Ahead of the November presidential elections, protestors gathered for a day of action Monday morning in Manhattan’s Financial District in an attempt to re-energize a movement that has flagged since the spring and voice their discontent with an Obama administration that has done little to deliver on the promise of his 2008 campaign.
“From a conservative point of view, people lump liberals, Democrats, Occupy, and Obama,” said Sally Jane Kerschen-Sheppard, 34, from Inwood. “Occupiers would not lump themselves into those categories.”
“Occupy is just as disenchanted with Obama as they are with the Republican Party,” she said.
Many protestors admitted part of the reason why they joined the Occupy movement was because they were beginning to feel disillusioned after four years of the Obama administration.
“I was an Obama supporter,” said Dan Shockley, 37, from East Harlem as he moved a massive cloth boulder filled with a paper, a symbol of the debt that saddles people.
“I’m very unhappy with him, especially on issues of privacy, civil rights, and military detentions,” he said. “He’s taken everything from the Bush era and continued it.”

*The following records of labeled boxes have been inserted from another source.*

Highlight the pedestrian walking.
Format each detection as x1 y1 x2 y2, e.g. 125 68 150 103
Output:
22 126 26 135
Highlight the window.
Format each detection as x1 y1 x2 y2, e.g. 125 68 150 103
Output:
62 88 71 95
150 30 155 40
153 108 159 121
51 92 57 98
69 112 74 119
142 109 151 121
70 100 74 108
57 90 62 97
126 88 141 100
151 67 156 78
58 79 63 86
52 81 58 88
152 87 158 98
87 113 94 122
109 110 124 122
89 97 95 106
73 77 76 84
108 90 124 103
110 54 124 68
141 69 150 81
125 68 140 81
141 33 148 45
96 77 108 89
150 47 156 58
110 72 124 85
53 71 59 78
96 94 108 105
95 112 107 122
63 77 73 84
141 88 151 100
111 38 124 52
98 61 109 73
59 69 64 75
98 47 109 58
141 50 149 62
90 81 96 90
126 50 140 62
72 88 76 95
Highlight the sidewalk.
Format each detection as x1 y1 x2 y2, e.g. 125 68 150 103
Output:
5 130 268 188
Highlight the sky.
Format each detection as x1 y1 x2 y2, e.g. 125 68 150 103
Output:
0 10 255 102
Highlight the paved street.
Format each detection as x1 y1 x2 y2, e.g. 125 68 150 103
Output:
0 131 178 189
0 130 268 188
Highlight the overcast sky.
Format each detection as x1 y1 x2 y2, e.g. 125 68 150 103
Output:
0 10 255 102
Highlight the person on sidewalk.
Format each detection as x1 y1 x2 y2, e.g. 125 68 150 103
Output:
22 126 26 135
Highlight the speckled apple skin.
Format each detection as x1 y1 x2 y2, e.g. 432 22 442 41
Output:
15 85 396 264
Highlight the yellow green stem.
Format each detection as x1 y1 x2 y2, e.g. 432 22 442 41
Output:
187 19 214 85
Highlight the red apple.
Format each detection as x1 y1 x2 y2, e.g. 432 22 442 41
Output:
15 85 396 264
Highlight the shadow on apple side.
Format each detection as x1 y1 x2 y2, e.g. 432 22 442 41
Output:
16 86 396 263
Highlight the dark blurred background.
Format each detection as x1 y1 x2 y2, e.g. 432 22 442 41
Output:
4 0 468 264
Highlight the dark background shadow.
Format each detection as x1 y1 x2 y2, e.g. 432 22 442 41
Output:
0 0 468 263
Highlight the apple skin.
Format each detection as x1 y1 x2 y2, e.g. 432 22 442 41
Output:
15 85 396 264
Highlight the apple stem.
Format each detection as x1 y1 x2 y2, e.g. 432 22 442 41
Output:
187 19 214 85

For many protestors, they perceive little difference between President Obama and his Republican challenger, former Mass. Governor, Mitt Romney.
“Choosing between Obama and Romney is like choosing between Coke and Pepsi,” said Susan Rubin, 52, a mother of three who came down from Chappaqua, New York. “I want to choose water.”
Many Occupy protestors are also looking to voice their discontent at the ballot box.
“We thought things were really going to change,” said Theresa Lee, 53, from Washington Heights. “We thought there was going to be equity of wealth—not this disparity.”
“I’m voting for a third party candidate, the Green Party, probably,” she said. “Somebody has to move the Democratic Party. Someone has to pull [Obama] to the left, otherwise, this is what we’re stuck with.”
Green Party presidential candidate Jill Stein spoke in front of the National Museum of the American Indian on the south side of Bowling Green.
“My campaign and the Green party and other small progressive parties represent real independent-people-powered politics,” Stein said. “My campaign is the only voice for that people-powered politics in the presidential election.”
Many see Stein’s presidential run as an important mechanism for keeping certain issues like poverty, predatory lending practices, and soaring student debt in the national conversation.
“There’s more than one way of winning an election,” said Dr. Stein. “We can also win an election by winning the day—driving these issues forward, getting into the debate, changing the debate, and really challenging power.”
Others though, are still worried about what a vote for Stein or another third party candidate would do for the fortunes of Romney.
“Every time I think about voting for a third party, I have that Nader flashback from 2000,” said Kerschen-Sheppard.
“I’m not thrilled with Obama, but my hands are tied,” said Danielle Abrams, 44, an adjunct professor at CUNY from Kensington, Brooklyn.
“At this point, it’s the only way out,” she said. “A vote for a third party candidate is a vote for Romney.”